UPDATED - One in three companies not prepared for breaches: RSA

RSA head of channels and alliances A/NZ, Jonathan Christopher

Security firm RSA has released the results of its global breach readiness survey covering 30 countries.

It compared the global results with a survey of the Security for Business Innovation Council (SBIC), a group of security leaders from the Global 1000.

Using the SBIC as a benchmark, the results suggest the majority of organisations are not following incident response best practices.

As a result, they are not prepared to face the challenges of advanced cyber threats.

The results indicate that 30 per cent of organisations surveyed did not have formal incident response plans in place.

In organisations with a plan, 57 per cent admit to never updating or reviewing them.

The survey focused on measures within four major areas of breach readiness and response: incident response, content intelligence, analytic intelligence and threat intelligence.

It measured awareness gained from tools, technology and processes in place to identify and monitor critical assets.

RSA security analytics specialist, Chris Thomas, said the firm's experience with customers in A/NZ would suggest that local figures are largely consistent with US findings.

"Many organisations that we’ve encountered spend time and resources developing disaster recovery and business continuity plans.

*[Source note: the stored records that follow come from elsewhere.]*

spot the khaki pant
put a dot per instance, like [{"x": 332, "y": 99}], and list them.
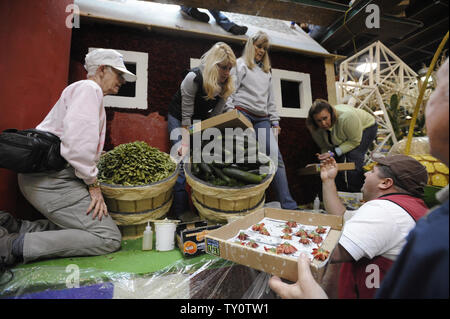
[{"x": 64, "y": 199}]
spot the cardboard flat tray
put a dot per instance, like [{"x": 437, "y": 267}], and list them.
[
  {"x": 232, "y": 119},
  {"x": 284, "y": 267}
]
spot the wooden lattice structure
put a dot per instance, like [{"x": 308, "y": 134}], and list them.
[{"x": 372, "y": 90}]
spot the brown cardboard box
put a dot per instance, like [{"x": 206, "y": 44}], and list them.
[
  {"x": 311, "y": 169},
  {"x": 230, "y": 119},
  {"x": 284, "y": 267}
]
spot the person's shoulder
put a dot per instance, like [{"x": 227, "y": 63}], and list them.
[{"x": 379, "y": 207}]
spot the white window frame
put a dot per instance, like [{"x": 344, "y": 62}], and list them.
[
  {"x": 304, "y": 88},
  {"x": 140, "y": 100}
]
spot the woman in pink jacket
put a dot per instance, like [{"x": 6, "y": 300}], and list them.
[{"x": 77, "y": 221}]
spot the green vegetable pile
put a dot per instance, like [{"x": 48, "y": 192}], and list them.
[
  {"x": 233, "y": 169},
  {"x": 134, "y": 164}
]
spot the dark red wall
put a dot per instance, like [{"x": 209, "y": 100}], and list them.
[
  {"x": 168, "y": 57},
  {"x": 34, "y": 70}
]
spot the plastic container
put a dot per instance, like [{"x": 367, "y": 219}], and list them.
[
  {"x": 316, "y": 206},
  {"x": 147, "y": 241},
  {"x": 165, "y": 236}
]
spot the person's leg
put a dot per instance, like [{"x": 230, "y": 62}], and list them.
[
  {"x": 355, "y": 178},
  {"x": 64, "y": 200},
  {"x": 226, "y": 24},
  {"x": 264, "y": 132},
  {"x": 180, "y": 195},
  {"x": 194, "y": 13}
]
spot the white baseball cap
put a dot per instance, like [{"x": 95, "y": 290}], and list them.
[{"x": 108, "y": 57}]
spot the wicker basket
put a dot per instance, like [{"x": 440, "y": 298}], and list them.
[
  {"x": 132, "y": 206},
  {"x": 218, "y": 203}
]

However, they do not have the same level of maturity when approaching their incident response and breach notification plans."

"The critical aspect that firms need to look at to increase incident response and breach readiness capabilities is to ensure that the people, processes and technology are properly aligned."

"The only way to do this is to test procedures in the same way that firms are now testing their business continuity management (BCM) and disaster recovery (DR) plans and capabilities."

"The other aspect required for firms to increase their breach readiness is to ensure they have adequate and effective threat detection, threat discovery and incident response capabilities."

"These ensure that they are able to detect incidents and breaches themselves, rather than being notified by a third party after the fact."

RSA head of channel and alliances A/NZ, Jonathan Christopher, said that as organisations improve their approach to incident response and breach readiness, the channel is able to deliver best practice guidance and subject matter expertise to their clients.

“RSA has seen its Channel Partners in the A/NZ region as ideally positioned to specialise in this space and with RSA are able to jointly deliver strategic consulting services to assist customers on this journey.”

“As breach readiness maturity is not a point in time process and needs continual focus and enhancement, long-term relationships with channel partners are invaluable as organisations will need a partner that truly understands their business.”

“Additionally, as the threat landscape continues to evolve, organisations need to ensure they are adequately protected, have the ability to respond appropriately should a breach occur, and importantly, have a partner that has the experience to support them in providing these two capabilities.”

While all SBIC members have a capability to gather data and provide centralised alerting, 55 per cent of those surveyed lacked the capability. This made them blind to many threats.

RSA said identifying false positives still proves a difficult task. Only 50 per cent of general respondents had a formal plan in place for identifying false positives.

SBIC members who participated in the survey include security chiefs from Johnson & Johnson, JPMorgan Chase, ABN Amro, Thales A/NZ, Walmart, EMC, General Electric, Boeing and FedEx.